Cacilda foi nomeada para cargo de provimento efetivo em virtude de concurso público, adquirindo estabilidade após cumpridas todas as condições para referida aquisição. Considerando somente as informações fornecidas, em conformidade com a Constituição Federal, Cacilda pode perder o cargo:
- A)em virtude de sentença judicial transitada em julgado; mediante processo administrativo em que lhe seja assegurada ampla defesa; e mediante procedimento de avaliação periódica de desempenho, na forma de lei complementar, assegurada ampla defesa.
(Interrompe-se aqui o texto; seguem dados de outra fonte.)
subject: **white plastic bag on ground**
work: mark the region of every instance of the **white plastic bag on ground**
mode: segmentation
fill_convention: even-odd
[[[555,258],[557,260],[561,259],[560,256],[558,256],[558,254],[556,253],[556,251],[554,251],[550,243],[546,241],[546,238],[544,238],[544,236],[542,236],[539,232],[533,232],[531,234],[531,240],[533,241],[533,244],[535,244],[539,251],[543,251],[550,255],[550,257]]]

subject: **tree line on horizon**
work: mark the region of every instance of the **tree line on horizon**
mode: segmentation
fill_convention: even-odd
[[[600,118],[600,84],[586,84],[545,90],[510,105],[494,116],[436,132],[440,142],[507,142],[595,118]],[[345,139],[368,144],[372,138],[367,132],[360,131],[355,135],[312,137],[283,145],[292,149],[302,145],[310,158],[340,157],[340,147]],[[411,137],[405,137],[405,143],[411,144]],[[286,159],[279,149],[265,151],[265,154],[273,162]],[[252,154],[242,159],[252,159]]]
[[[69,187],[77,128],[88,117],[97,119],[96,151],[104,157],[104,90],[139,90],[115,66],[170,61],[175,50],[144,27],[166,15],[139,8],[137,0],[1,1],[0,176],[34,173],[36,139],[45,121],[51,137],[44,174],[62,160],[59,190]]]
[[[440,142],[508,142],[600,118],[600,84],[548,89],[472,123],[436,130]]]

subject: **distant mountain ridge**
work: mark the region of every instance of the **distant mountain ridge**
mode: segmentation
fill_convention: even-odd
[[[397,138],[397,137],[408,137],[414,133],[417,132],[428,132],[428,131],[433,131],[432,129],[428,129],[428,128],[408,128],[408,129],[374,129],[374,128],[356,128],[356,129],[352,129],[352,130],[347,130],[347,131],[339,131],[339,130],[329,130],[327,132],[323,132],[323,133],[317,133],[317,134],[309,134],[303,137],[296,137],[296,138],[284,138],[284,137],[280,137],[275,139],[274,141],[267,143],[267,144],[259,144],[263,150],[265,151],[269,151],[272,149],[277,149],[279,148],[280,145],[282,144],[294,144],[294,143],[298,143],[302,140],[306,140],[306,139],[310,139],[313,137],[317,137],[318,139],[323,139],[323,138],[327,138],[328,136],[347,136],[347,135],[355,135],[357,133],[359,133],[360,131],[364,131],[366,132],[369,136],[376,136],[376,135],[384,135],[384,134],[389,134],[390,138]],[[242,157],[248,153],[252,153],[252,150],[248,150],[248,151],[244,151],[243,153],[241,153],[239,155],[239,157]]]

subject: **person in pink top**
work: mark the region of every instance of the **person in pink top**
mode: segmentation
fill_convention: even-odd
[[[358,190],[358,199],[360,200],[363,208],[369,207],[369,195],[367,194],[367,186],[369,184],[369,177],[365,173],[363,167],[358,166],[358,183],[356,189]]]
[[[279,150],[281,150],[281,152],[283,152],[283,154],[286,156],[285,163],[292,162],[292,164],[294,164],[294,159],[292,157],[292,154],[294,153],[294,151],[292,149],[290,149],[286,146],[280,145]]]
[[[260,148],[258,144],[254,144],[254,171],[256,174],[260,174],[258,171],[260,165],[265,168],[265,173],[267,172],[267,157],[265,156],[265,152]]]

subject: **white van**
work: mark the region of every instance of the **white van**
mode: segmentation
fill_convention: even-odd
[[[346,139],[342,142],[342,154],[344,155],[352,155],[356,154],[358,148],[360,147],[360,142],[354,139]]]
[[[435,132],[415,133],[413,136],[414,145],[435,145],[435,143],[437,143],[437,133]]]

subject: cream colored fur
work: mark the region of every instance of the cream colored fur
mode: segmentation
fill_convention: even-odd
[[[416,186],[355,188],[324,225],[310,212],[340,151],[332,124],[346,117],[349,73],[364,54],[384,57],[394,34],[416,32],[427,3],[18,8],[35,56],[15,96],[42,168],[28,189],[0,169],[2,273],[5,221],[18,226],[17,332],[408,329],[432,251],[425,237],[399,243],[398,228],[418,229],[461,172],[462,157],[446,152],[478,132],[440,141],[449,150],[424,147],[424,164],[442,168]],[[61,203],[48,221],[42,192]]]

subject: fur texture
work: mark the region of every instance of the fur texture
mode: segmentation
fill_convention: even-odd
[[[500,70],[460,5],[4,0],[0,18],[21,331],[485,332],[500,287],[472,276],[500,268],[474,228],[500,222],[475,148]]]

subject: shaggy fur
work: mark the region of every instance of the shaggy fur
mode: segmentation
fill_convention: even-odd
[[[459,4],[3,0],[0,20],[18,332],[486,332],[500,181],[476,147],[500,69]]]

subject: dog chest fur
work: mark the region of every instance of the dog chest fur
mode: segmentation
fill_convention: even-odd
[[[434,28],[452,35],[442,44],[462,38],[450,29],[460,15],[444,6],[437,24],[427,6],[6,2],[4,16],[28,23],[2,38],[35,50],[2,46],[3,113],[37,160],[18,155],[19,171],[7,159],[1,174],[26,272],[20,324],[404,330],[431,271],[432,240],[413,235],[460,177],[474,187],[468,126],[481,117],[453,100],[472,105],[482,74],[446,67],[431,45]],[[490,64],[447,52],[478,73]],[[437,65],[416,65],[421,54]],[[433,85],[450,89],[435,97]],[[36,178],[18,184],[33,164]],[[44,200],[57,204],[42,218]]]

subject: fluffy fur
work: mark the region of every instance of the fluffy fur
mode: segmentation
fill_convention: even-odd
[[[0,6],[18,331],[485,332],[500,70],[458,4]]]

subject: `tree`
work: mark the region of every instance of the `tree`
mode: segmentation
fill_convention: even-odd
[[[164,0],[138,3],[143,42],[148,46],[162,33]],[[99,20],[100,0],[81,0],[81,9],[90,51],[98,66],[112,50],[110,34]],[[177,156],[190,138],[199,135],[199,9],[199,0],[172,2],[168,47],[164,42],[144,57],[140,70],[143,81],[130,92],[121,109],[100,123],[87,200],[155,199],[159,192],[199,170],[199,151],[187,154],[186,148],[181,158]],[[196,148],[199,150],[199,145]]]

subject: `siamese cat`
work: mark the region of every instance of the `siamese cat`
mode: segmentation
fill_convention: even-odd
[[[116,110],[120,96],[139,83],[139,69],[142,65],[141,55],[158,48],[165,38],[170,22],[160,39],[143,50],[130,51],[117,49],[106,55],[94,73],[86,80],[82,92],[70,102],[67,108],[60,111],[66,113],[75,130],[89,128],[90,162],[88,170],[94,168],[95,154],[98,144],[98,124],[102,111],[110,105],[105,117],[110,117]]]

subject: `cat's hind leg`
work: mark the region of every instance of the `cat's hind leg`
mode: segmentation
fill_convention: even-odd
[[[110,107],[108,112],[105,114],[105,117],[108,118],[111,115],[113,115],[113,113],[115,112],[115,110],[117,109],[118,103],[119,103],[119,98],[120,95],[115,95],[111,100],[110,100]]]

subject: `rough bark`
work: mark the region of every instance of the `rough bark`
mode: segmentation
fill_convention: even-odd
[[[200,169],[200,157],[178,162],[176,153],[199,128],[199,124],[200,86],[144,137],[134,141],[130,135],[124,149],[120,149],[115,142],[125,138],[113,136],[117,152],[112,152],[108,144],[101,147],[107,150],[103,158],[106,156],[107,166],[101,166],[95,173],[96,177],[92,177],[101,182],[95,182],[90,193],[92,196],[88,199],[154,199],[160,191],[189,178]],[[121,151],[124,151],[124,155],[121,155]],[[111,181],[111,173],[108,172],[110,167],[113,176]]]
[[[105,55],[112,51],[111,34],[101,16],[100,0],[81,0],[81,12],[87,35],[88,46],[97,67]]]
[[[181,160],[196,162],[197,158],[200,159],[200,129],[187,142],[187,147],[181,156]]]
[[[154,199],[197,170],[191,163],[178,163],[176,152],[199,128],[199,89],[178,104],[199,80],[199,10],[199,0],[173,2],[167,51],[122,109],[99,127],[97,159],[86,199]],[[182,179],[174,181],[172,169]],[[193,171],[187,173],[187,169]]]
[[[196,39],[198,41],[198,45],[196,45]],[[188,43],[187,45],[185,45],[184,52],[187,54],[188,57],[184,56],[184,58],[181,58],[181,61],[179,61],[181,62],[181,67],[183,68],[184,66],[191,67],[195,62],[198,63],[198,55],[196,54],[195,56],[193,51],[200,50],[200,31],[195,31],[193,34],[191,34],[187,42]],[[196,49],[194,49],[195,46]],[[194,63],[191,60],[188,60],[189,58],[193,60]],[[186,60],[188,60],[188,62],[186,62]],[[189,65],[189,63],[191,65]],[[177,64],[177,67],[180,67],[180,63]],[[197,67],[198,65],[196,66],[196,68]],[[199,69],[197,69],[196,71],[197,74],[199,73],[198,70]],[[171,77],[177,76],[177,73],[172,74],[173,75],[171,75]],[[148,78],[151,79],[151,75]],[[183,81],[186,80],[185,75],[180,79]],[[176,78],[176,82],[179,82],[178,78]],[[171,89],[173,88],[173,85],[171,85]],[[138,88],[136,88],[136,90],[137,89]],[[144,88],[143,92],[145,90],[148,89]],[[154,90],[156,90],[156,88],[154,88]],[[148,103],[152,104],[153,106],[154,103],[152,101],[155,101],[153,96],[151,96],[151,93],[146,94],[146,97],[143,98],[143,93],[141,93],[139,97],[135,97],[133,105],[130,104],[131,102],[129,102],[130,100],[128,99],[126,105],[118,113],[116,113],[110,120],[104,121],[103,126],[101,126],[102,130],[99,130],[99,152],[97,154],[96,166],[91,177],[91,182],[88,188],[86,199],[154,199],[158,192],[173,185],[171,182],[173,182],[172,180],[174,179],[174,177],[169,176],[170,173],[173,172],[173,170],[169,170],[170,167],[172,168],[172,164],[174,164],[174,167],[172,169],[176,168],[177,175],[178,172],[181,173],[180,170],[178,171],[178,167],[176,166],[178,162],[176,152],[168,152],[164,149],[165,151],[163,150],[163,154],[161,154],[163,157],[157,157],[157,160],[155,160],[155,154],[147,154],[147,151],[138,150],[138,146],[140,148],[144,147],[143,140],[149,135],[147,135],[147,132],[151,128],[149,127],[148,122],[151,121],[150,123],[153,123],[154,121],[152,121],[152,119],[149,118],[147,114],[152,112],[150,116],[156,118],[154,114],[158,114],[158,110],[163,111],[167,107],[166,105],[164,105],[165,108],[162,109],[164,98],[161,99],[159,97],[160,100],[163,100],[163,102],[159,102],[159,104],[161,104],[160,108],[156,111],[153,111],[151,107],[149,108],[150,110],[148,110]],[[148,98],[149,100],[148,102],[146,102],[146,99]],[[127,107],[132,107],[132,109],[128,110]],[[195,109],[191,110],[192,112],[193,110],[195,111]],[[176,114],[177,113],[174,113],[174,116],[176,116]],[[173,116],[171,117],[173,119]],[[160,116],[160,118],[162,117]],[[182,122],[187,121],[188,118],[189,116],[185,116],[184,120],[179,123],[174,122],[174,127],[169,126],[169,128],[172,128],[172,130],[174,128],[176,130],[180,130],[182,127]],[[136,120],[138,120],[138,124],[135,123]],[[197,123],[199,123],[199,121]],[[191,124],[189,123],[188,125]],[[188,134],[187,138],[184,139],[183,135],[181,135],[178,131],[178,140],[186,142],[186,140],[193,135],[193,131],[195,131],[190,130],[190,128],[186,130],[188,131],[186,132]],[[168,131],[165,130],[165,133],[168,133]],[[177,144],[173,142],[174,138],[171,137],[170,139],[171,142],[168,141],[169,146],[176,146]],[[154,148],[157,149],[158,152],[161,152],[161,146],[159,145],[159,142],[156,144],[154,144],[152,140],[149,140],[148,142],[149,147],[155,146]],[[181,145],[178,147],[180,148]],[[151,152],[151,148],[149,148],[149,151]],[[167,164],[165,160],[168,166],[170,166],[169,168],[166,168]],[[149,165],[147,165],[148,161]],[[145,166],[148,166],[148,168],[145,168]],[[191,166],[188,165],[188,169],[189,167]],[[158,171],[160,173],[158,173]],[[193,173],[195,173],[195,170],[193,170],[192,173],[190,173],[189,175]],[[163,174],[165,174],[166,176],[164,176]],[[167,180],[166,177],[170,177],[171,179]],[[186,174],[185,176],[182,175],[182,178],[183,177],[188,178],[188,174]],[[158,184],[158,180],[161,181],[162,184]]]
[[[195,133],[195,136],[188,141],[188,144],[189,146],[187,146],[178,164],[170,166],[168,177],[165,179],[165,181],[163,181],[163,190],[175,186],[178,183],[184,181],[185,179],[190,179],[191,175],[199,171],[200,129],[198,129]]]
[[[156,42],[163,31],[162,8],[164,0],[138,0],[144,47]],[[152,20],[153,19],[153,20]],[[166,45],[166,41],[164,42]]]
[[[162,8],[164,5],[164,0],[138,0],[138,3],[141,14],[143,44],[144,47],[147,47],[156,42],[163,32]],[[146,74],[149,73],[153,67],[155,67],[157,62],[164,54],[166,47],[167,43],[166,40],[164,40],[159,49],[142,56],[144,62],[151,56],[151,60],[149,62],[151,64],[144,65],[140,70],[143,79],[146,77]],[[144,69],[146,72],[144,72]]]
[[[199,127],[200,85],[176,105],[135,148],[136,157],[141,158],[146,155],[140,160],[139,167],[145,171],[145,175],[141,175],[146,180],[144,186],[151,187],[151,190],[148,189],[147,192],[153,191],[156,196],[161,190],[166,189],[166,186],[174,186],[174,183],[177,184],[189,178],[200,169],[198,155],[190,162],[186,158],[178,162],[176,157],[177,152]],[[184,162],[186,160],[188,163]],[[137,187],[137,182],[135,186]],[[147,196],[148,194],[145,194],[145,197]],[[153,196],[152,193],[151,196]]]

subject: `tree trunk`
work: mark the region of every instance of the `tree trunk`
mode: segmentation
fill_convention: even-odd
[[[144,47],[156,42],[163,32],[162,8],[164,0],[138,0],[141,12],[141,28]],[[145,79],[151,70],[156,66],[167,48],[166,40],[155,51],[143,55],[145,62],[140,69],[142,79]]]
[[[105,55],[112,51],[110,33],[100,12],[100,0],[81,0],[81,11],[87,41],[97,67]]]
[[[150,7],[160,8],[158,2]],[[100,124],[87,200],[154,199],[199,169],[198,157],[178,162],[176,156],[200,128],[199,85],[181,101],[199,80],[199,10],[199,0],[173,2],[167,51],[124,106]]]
Certa, porque reproduz as três hipóteses constitucionais de perda do cargo do servidor estável previstas no art. 41, §1º, da CF.
- B)apenas em virtude de sentença judicial transitada em julgado, tendo em vista que já adquiriu a estabilidade para o cargo de provimento efetivo.
Errada, porque a estabilidade não permite perda do cargo só por sentença judicial; também cabem processo administrativo e avaliação periódica de desempenho.
- C)apenas mediante processo administrativo em que seja assegurada ampla defesa, ficando em disponibilidade até seu adequado aproveitamento em outro cargo.
Errada, porque a perda do cargo não ocorre apenas por processo administrativo, e a consequência de disponibilidade é ligada a outra hipótese constitucional.
- D)apenas mediante procedimento de avaliação periódica de desempenho, na forma de lei complementar, assegurada ampla defesa.
Errada, porque a avaliação periódica de desempenho é apenas uma das hipóteses, não a única forma de perda do cargo.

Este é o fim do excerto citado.